それは関係ないです。たまたまですね(笑)。「Jリーグ百年構想」というのが最初にありまして。次も自分で大丈夫かなという心配もあったんですけど(笑)。25年も経つと誰の曲か知らないけどメロディは知っているという方もたくさんいて、それはそれで嬉しいなと思っています。この曲がいつまでも残っていくのなら、こんな嬉しいことはないです。
――制作にはかなり時間を掛けられたのでしょうか?
1年くらいかけて試行錯誤を繰り返していたのを覚えています。
――インストゥルメンタルに関してはどの様なきっかけで曲を作ることが多いですか?
色々な作り方があるんですけど、ギターリフから広げていくというパターンもあるし、コードを鳴らして格好良い響きの上にメロディを乗せていくこともあるし、ピアノもあるし、いきなり譜面という時もあります。最近はいきなり譜面が多いです。
――「J’S THEME(Jのテーマ)」はどのパターンでの作曲方法でしたか?
これはリフじゃなくてメロディを絶対に強く残るようにしたいという思いがありまして。歌詞はつかないけど、みんなの大合唱が欲しいというイメージから入りました。
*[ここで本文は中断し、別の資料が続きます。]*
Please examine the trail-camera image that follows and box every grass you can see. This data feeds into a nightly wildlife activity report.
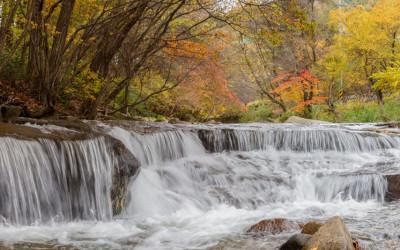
[334,100,400,123]
[241,99,400,123]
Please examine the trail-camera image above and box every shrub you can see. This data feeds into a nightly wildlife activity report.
[239,102,274,123]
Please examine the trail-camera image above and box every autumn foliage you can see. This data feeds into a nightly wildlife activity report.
[273,70,327,114]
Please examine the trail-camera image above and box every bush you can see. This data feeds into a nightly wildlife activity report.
[239,102,274,122]
[311,103,335,122]
[335,100,400,123]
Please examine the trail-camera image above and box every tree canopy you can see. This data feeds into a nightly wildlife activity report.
[1,0,399,122]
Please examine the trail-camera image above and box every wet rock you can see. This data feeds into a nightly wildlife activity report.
[302,216,354,250]
[376,122,400,128]
[41,112,60,120]
[109,137,141,215]
[1,105,22,120]
[353,238,362,250]
[206,120,220,124]
[246,218,302,235]
[279,233,311,250]
[59,115,80,120]
[169,117,181,124]
[301,221,324,235]
[12,118,95,133]
[0,241,71,249]
[385,174,400,201]
[0,121,96,141]
[0,122,67,140]
[284,116,330,124]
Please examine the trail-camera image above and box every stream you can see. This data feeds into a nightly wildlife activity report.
[0,122,399,249]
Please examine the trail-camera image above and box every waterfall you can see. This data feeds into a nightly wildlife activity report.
[0,136,114,225]
[198,127,400,152]
[106,126,205,165]
[0,122,399,249]
[99,124,393,217]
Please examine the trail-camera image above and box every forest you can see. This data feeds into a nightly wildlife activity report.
[0,0,399,123]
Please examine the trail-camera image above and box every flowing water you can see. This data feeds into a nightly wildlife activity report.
[0,122,400,249]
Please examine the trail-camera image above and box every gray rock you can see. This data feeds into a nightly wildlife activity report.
[302,216,354,250]
[206,120,220,124]
[169,118,181,124]
[279,233,311,250]
[284,116,330,124]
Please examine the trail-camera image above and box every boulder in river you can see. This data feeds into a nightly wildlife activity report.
[279,233,312,250]
[109,137,141,215]
[246,218,302,235]
[385,174,400,201]
[301,221,324,235]
[302,216,354,250]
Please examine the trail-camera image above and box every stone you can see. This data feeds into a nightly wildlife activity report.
[284,116,330,124]
[246,218,302,235]
[279,233,312,250]
[301,221,324,235]
[65,116,79,121]
[385,174,400,201]
[302,216,354,250]
[169,118,181,124]
[206,120,220,124]
[1,105,22,120]
[109,137,141,215]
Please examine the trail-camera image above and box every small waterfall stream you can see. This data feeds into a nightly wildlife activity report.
[0,122,399,249]
[0,136,114,225]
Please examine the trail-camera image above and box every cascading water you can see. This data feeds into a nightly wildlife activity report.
[0,136,114,225]
[0,122,399,249]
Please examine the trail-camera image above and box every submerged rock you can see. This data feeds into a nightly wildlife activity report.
[301,221,324,235]
[284,116,330,124]
[279,233,312,250]
[246,218,302,235]
[302,216,354,250]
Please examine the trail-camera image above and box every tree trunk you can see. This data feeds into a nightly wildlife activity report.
[376,89,384,105]
[27,0,76,117]
[28,0,45,98]
[0,0,22,56]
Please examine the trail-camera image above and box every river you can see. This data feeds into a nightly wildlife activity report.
[0,121,399,249]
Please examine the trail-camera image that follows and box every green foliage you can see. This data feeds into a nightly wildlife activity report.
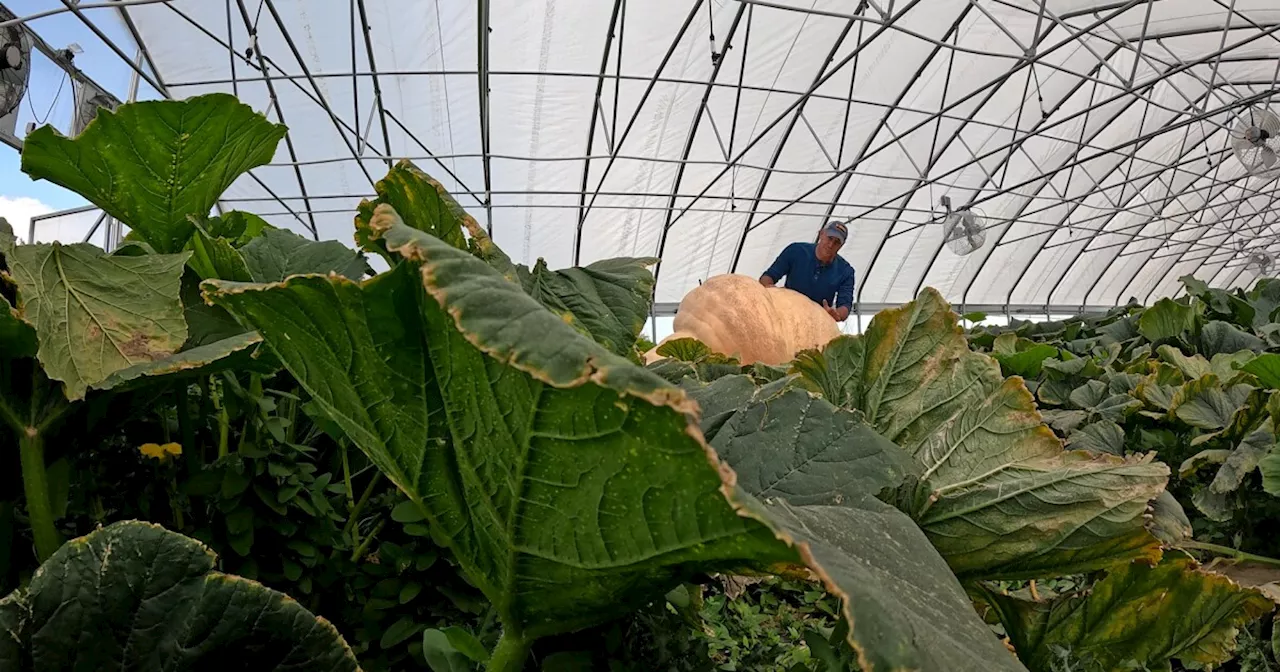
[20,94,286,254]
[0,521,359,670]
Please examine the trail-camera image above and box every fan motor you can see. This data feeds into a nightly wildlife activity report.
[2,43,21,71]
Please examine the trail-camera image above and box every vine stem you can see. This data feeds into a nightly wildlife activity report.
[19,427,60,562]
[1179,540,1280,568]
[487,630,531,672]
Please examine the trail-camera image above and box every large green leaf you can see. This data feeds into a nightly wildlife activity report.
[991,334,1059,379]
[0,521,357,671]
[1,236,189,401]
[793,289,1168,581]
[240,228,370,283]
[1241,353,1280,389]
[1065,421,1125,455]
[206,237,791,642]
[518,257,658,357]
[1170,376,1254,431]
[20,94,286,254]
[981,556,1273,672]
[684,376,1023,672]
[1199,320,1264,356]
[1067,380,1141,422]
[1138,297,1196,343]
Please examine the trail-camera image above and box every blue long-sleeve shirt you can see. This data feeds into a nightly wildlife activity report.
[761,242,855,311]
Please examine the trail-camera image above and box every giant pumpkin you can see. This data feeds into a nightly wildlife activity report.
[644,274,842,366]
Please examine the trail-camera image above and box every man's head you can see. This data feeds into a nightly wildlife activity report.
[815,221,847,263]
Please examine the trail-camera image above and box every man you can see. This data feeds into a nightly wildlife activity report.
[759,221,855,322]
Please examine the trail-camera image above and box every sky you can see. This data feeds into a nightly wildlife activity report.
[2,2,162,241]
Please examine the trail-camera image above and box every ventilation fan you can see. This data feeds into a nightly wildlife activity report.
[0,4,32,137]
[937,196,987,256]
[71,76,117,136]
[1229,106,1280,175]
[1248,250,1276,276]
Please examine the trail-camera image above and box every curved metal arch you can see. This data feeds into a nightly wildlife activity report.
[571,0,625,266]
[807,4,976,298]
[839,16,1280,253]
[722,9,865,273]
[1138,174,1280,304]
[997,88,1268,308]
[648,3,748,285]
[740,1,1148,258]
[1174,184,1280,291]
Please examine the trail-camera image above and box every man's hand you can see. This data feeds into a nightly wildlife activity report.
[822,300,850,322]
[759,275,776,288]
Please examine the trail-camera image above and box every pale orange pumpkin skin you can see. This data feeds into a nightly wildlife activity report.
[644,274,843,366]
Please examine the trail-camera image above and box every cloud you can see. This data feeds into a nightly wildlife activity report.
[0,196,55,242]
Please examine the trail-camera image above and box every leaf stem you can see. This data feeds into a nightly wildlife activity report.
[342,471,382,544]
[19,427,61,562]
[350,518,385,563]
[486,630,531,672]
[213,379,229,458]
[1179,540,1280,568]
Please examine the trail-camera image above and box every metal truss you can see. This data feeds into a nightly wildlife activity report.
[6,0,1280,312]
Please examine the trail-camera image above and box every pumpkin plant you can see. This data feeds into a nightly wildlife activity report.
[2,94,368,564]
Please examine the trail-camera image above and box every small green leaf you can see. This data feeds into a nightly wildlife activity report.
[20,94,287,254]
[391,500,426,523]
[655,336,714,362]
[441,626,490,663]
[185,222,253,282]
[380,617,425,649]
[399,582,423,604]
[421,629,474,672]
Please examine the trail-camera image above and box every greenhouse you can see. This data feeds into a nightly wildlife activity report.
[3,0,1280,670]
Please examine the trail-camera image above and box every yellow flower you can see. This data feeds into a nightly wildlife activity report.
[139,442,182,461]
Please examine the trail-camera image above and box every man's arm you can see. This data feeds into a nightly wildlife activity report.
[760,244,795,287]
[828,268,855,322]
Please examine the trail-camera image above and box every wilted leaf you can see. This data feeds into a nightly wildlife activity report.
[1066,421,1125,455]
[354,161,471,265]
[1171,376,1254,431]
[1,236,189,400]
[1148,490,1192,544]
[19,94,286,254]
[1138,298,1196,343]
[1200,321,1264,356]
[1159,345,1212,380]
[240,228,370,283]
[983,556,1272,672]
[793,289,1168,581]
[0,521,357,670]
[1040,409,1089,433]
[518,256,658,357]
[1192,419,1276,522]
[1068,380,1141,422]
[1180,449,1232,478]
[684,377,1024,671]
[92,332,267,392]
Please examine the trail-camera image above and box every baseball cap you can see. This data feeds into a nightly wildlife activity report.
[822,220,848,243]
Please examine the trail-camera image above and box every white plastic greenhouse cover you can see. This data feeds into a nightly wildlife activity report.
[16,0,1280,312]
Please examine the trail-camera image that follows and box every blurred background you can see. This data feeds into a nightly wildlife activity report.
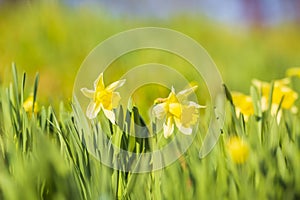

――メインテーマの合唱は高揚感があります。サッカーにはどのようなイメージがありましたか。
僕の勝手なサッカーのイメージで「スピード」「トリッキー」「攻撃力」とか、曲で言ったら、アップテンポでハードロックのリフみたいなものだろうなと。それもあって「BORN TO WIN」という曲が最初に出来たんですけど、試合を生で観戦したときにそれだけではない部分を色々感じて、感動的なバラードを作ろうと思いました。
やっぱり応援している人達の熱い想いが一番強かった。試合に勝つチームがいれば、全力で応援しても負けてしまって帰るサポーターたちもいるけど、それでもまた応援する絆にグッとくるものがあって、「J’S THEME(Jのテーマ)」の原型が出来ました。
――実際に観戦されて選手以外にも感化されて。
そうですね。当たり前ですが、試合に出ないのにずっと練習を続けている選手がいたりするわけなので、派手な表側じゃない部分も描きたいなと思いました。実は最初はもっとバラードで、それが「J’S BALLAD」なのですが。ずっと使われていくテーマソンングとなると、もっと前を向いた広がっていくイメージに変えようとスタッフとも相談して「J’S THEME(Jのテーマ)」のビートに変えてオリジナルが完成しました。
――ひとつのテーマが決まってから色々とパターンが生まれていったのですね。「J’S THEME(Jのテーマ)」と「BORN TO WIN」が見事に融合した「J’S Suite(Jの組曲)」がありますが、これはなぜこのバージョンを作ることになったのでしょうか。
これはJリーグ開幕のオープニングセレモニーで演奏する用に制作しました。巨大なフラッグが競技場のピッチの真ん中にゆっくり集合してくるのですが、一周するのに何分かかりますといったタイムスケジュールを元に、当日の演出家の方と一緒に打合せをしながら作っていきました。セレモニーの音楽も担当させて頂けたので、演奏シーン以外でも、Jリーグのマスコットが誕生する時の音楽は空気が入ってどんどんマスコットが膨らんでいって何秒目から心臓の鼓動が鳴って、CO2(スモークなどの特殊効果)が出てとか、そこのタイムにはこれのサビを何回使うという、まさに分刻みでしたね。
――劇伴のような感じで?
そうなんです。「Future Of J」という曲も、実際にCO2をイメージする音を入れてあったりします。
――ちなみに今作収録の中で特に気になった楽曲はありましたか。
「J'S Serenade (Jのセレナーデ) 」という曲は改めて聴き返して気に入ってしまいました。。今後ライブでも披露するかも知れませんね。